However, for some reasons as well as the above code take very long time until the solution converge, I need to change the implementation to the monolithic way, which I combine the steady momentum equation, continuity equation and energy equation together. This works when I use only a single domain (e.g. flow problem with temperature boundary conditions), unfortunately, it does not work when I apply to the same domain as shown in the above picture. In this way, I use nonlinear solver and I always encounter the diverge residual. The following code is the code that I encounter the problem. Can anyone suggest on what is wrong with my code?

# Define function spaces
V = VectorElement('P', triangle, 2)
P = FiniteElement('P', triangle, 1)
Q = FiniteElement('P', triangle, 1)
W = FunctionSpace(mesh, MixedElement([V, P, Q]))

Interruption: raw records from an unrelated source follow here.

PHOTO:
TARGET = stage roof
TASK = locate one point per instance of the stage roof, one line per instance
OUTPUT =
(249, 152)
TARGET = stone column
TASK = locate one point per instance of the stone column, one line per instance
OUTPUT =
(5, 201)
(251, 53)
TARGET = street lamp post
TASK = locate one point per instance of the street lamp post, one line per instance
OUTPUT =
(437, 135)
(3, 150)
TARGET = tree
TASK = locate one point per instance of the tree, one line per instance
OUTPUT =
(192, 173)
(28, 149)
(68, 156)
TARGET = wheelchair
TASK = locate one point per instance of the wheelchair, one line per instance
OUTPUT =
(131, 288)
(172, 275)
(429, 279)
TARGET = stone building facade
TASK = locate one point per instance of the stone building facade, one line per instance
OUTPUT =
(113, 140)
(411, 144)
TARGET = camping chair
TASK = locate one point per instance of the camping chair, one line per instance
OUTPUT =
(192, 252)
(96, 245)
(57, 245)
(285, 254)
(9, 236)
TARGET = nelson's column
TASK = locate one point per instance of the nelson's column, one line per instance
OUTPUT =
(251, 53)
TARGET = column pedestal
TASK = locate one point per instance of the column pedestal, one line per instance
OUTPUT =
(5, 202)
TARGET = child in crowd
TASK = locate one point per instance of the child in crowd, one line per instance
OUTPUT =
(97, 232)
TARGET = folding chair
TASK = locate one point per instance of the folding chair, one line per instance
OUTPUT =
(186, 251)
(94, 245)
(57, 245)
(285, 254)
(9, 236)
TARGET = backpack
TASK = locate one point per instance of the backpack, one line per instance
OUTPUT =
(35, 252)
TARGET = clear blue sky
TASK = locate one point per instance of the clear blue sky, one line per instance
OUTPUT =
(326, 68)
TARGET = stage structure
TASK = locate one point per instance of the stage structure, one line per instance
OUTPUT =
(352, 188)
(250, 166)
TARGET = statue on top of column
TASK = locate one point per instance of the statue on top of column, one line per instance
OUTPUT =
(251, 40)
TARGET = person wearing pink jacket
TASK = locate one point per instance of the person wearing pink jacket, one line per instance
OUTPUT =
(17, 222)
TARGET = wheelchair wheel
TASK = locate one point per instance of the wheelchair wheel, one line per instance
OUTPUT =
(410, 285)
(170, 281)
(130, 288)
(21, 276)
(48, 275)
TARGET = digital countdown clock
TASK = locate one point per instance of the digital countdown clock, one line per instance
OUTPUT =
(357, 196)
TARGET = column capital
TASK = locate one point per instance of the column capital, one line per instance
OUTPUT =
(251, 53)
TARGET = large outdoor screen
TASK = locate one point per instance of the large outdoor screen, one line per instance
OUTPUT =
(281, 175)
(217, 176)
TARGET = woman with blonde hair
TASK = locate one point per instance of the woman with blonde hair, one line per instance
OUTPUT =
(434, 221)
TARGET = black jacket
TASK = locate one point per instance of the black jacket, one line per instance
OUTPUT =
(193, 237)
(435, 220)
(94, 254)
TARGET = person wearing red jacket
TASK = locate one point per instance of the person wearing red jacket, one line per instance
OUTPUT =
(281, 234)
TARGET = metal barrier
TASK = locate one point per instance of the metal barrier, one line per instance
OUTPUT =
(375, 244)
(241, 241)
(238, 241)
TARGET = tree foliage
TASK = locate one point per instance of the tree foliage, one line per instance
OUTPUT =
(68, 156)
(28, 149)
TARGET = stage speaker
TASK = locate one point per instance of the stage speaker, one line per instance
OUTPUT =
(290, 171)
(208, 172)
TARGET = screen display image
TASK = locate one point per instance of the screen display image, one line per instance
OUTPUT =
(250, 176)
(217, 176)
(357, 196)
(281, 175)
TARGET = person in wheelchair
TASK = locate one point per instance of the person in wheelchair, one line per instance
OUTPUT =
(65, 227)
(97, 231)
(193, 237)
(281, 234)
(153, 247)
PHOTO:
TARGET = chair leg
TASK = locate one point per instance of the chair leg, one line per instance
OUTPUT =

# Define variational problem
(u, p, T) = TrialFunctions(W)
(v, q, Z) = TestFunctions(W)

bcs = [DirichletBC(W.sub(0).sub(0), Constant(0), mf, 3),   
           DirichletBC(W.sub(0).sub(1), Constant(0), mf, 3),   
           DirichletBC(W.sub(0).sub(0), Constant(0), mf, 6),   
           DirichletBC(W.sub(0).sub(1), Constant(0), mf, 6),
           DirichletBC(W.sub(1), Constant(80), mf, 4),          
           DirichletBC(W.sub(1), Constant(0), mf,   5)]          
  
# Surface normal
n = FacetNormal(mesh)

# Define parameters used in the weak form
mu  = 0.89
rho = 1000
k   = 0.6071
cp  = 4220
alp = k/rho/cp
muS  = 1
rhoS = 3000
kS   = 1.5
cpS  = 220
alpS = kS/rhoS/cpS
Fl   = 0.00005

# Define initial conditions
e_u0 = Constant((0,0))
e_p0 = Constant(0)
e_T0 = Constant(0)
u0 = interpolate(e_u0, W.sub(0).collapse())
p0 = interpolate(e_p0, W.sub(1).collapse())
T0 = interpolate(e_T0, W.sub(2).collapse())

# Solution vectors
w = Function(W)
assign(w, [u0, p0, T0])


(u, p, T) = split(w)

# Weak form of the steady state fluid problem
F = rho*inner(grad(u)*u, v)*dx(1) \
      + mu*inner(grad(u), grad(v))*dx(1) \
      + inner(grad(p),v)*dx(1) \
       - div(u)*q*dx(1) \
      + inner(dot(u,grad(T)),Z)*dx(1) \
      + alp*inner(grad(T), grad(Z))*dx(1) + alpS*inner(grad(T), grad(Z))*dx(2) \
      - 1000*Fl*Z*ds(9) \
      - mu*dot(grad(u)*n,v)*ds(3) \
      - mu*dot(grad(u)*n,v)*ds(4) \
      - mu*dot(grad(u)*n,v)*ds(5) \
      - mu*dot(grad(u)*n,v)*ds(6)
    
# Jacobian matrix to be supplied to the non linear solver
J = derivative(F, w) # Jacobian   

# Call the non'linear solver
solve(F == 0, w, bcs, J=J)

Thank you very much.